Я ушел, махнув ей на прощание рукой, миновал гору яблок для сидра, готовых под пресс, и двинулся дальше мимо бесчисленных рядов свеклы с султанами багрово-зеленых листьев, все еще покрытых росой. Терпкий и влажный запах корнеплодов смешивался с ароматом сухих подсолнечников, полыни и стеблей малины. Наконец через другую дверь в другой стене я снова вышел к замку, туда, где росли каштаны, испещрившие песок дорожки золотисто-зеленым узором из опавших листьев. Здесь, в этом бывшем парке, тоже не было ничего парадного, голубятня стояла посреди пастбища для коров; пастбище тянулось до самого леса, а лесные дорожки расходились из одного центра, как тянутся во все стороны света тени от стержня солнечных часов. В центре этом на небольшой лужайке возвышалась покрытая лишайником статуя Артемиды – ее античное одеяние покрыто щербинами, правой руки нет совсем.

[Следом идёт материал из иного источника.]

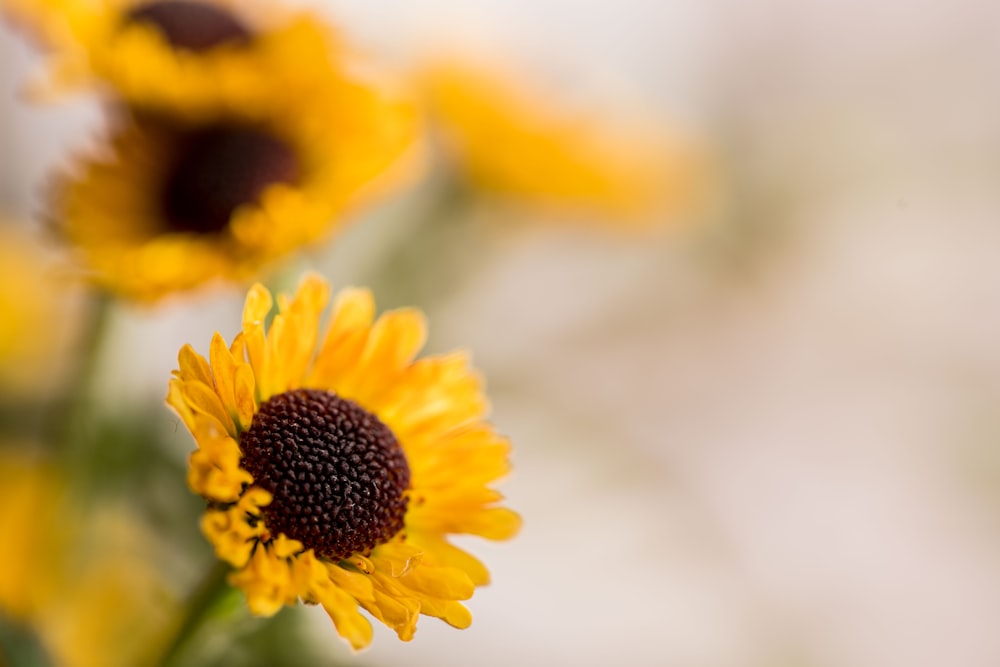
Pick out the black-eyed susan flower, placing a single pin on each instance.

Я прошел до конца одну из этих длинных дорожек, чтобы издали посмотреть на замок. Передо мной было окаймленное рамой полотно: черно-синяя крыша, башенки, высокие трубы и стены из песчаника сжались до размеров иллюстрации к сказке; за этими стенами больше не было живых, чувствующих людей, я рассматривал картинку в детской книжке, холст на стенах галереи, на котором задержишь на миг взгляд из-за его красоты и тут же забудешь.
Я повернул обратно, мимо дующей в рог Охотницы, и, пройдя всю дорожку, вновь очутился у голубятни: она была забита сеном, но воркующие голуби не собирались ее покидать – они прихорашивались, красовались друг перед другом, с важным видом заходили внутрь через узкие оконца и вновь выходили, кланялись и распускали веером хвосты. Вдруг высокие окна гостиной распахнулись, и на террасе появились Франсуаза и Рене; они замахали, увидев меня, а идущая между ними детская фигурка вырвалась вперед и с криком: «Папа!.. Папа!..» – пустилась бежать ко мне, не слушая матери, сердито велевшей ей вернуться. Промчавшись по пешеходному мостику через ров, она запрыгала по траве мне навстречу, а подлетев почти вплотную, стремительно взметнулась вверх, и я был вынужден поймать ее на лету, как балерину.